傅桉领着易轻朝与林晚林再次下山时已是七月,赤日高悬,仿若一颗炽热的火球,将灼人的光线毫无保留地倾洒在蜿蜒曲折的山路上。
傅桉身穿银朱色的薄纱裙,在路上脚步轻盈,红得让人移不开眼。
易轻朝见状,有些无奈地抬手揉了揉额角,“你之前在道门,不会是装的吧。”
假装生气,逼迫整个道门都动起来,拼了命地翻找着当初的人名单,最后发现那日不止少了两人,而是少了三人。
一个百里云扬。
一个柳家人。
还有一个不知名姓的,实在是被那场天火烧得过于焦烂,只剩一只断手被另一个人死死地抓着。
若非是有人发现了这一点,只怕至今道门都以为当年未记录在册的只有两个人。
想到那些老头们在家把各类传记、藏书都翻了个遍的样子,林晚林在一旁忍不住笑出了声。
“说实在的,我真没见他们那么勤快过。
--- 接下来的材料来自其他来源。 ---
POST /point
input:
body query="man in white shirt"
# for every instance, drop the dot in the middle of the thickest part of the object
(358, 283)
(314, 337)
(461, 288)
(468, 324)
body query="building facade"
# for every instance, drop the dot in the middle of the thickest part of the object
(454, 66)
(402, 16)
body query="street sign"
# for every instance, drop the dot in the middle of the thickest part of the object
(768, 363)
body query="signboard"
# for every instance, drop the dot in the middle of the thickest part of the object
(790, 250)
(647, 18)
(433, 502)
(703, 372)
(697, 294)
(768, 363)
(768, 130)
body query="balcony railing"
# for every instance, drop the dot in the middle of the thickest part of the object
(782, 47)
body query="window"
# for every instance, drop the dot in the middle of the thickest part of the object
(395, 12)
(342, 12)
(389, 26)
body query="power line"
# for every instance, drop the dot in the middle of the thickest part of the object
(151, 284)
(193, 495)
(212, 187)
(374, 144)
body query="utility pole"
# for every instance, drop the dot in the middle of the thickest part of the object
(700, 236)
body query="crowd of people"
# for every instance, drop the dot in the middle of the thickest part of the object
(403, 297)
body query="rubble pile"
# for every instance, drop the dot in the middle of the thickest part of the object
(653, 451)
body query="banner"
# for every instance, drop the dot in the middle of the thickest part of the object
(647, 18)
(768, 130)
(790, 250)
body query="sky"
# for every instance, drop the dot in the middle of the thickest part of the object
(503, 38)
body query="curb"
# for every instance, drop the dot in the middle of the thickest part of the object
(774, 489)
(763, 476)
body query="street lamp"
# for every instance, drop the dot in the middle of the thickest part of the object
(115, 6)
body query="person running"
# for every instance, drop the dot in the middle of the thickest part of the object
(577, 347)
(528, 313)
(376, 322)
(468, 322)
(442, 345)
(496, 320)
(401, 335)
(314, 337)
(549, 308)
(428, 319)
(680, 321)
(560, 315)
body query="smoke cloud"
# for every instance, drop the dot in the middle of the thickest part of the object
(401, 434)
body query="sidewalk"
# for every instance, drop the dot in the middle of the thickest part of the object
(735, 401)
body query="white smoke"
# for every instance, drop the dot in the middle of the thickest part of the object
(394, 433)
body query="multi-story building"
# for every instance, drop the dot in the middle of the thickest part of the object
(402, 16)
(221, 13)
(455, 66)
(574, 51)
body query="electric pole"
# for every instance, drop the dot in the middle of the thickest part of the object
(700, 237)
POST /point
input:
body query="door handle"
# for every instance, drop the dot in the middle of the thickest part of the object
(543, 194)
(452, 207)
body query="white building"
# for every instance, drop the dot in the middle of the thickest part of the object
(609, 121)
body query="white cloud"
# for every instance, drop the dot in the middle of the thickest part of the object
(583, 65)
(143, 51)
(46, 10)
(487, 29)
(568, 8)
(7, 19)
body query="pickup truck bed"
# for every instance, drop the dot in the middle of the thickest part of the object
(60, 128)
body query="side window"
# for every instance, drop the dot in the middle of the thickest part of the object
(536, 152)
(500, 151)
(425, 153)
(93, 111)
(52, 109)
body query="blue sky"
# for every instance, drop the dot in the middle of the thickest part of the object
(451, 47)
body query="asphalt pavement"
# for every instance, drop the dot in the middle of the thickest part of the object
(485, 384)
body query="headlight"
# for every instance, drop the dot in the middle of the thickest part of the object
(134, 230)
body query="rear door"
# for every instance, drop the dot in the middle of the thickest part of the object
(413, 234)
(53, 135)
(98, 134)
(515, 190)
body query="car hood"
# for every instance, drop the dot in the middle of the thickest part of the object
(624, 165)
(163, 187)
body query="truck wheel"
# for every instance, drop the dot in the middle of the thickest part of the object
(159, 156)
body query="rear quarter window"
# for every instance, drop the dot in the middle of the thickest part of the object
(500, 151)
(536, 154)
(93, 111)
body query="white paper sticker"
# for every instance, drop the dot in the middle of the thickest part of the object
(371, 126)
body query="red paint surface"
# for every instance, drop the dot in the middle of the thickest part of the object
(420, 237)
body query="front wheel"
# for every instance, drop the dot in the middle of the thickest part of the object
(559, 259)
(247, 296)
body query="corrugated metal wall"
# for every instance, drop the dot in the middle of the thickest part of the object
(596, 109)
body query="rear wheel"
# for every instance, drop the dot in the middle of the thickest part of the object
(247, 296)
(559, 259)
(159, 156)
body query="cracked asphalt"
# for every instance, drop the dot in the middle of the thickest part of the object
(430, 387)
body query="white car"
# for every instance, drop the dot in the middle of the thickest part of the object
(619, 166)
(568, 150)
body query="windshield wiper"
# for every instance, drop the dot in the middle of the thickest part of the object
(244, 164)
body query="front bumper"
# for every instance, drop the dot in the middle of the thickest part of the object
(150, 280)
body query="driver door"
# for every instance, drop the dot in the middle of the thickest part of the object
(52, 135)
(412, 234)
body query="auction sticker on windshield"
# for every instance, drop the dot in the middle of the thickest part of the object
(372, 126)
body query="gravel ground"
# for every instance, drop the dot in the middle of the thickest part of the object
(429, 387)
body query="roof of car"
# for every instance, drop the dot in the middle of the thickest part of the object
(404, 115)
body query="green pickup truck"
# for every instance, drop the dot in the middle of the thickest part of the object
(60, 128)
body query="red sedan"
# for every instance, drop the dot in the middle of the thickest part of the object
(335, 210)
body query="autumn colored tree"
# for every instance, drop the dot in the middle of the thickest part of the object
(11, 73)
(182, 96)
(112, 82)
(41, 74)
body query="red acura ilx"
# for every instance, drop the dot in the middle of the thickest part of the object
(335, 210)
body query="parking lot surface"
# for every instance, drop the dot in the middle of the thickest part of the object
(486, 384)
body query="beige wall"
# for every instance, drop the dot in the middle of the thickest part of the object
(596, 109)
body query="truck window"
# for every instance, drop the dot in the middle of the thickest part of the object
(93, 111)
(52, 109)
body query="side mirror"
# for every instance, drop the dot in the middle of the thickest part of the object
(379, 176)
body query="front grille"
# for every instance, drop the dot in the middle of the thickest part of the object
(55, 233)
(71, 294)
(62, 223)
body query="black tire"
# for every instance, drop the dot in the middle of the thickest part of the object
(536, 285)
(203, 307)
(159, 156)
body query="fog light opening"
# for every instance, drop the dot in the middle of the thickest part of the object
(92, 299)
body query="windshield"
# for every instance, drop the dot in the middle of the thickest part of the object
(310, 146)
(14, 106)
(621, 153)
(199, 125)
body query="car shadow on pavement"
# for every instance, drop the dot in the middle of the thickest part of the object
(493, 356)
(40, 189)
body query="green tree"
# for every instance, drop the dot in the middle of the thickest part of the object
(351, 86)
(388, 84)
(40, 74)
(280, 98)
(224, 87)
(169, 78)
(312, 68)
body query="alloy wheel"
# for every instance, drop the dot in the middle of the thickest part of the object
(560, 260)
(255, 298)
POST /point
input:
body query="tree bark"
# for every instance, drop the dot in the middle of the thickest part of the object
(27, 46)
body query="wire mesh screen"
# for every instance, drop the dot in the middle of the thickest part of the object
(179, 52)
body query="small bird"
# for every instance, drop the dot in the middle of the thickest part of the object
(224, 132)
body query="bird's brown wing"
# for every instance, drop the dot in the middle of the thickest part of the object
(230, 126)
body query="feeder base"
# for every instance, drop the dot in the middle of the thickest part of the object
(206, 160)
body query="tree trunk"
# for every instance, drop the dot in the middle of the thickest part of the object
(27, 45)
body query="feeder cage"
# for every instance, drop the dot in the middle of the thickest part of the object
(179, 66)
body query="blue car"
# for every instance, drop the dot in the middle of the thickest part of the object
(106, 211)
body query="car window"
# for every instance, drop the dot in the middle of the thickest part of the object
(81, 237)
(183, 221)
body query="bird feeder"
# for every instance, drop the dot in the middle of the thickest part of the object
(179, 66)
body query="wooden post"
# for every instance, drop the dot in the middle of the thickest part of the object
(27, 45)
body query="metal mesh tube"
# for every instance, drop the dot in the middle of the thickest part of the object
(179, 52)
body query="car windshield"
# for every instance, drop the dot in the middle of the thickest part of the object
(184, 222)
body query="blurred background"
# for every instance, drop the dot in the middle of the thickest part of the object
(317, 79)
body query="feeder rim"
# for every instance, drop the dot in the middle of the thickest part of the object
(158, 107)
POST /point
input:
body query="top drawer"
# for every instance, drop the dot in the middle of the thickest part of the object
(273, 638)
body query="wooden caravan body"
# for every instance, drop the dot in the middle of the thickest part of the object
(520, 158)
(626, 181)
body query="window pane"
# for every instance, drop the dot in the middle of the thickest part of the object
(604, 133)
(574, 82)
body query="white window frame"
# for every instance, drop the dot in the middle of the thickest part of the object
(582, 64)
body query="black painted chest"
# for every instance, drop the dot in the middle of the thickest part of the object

”
可傅桉听到道门的回话后,表情似乎也没有什么变化,反倒是一副“早就该如此”的样子。
那些老头怕是能气得好几晚都睡不好。
傅桉在一旁勾了勾唇角,眸子中像是藏了万千光华,“年纪大了,也该多动动了。”
省得整日想些没用的滑头心思。
“至于是不是装的……”傅桉转头看向易轻朝,“你猜猜。”
她已死了七百多年了,世间万物与她早就没什么干系了。
生气?
她早就忘记生气是什么滋味了。
不,柳家人出现在百里云扬的秘密基地面前,伸手和她要百里云扬留下的符咒时,她的确是生气的。
想到这里,傅桉伸手摸了摸自己的下巴。
这算不算,多了一丝活人味?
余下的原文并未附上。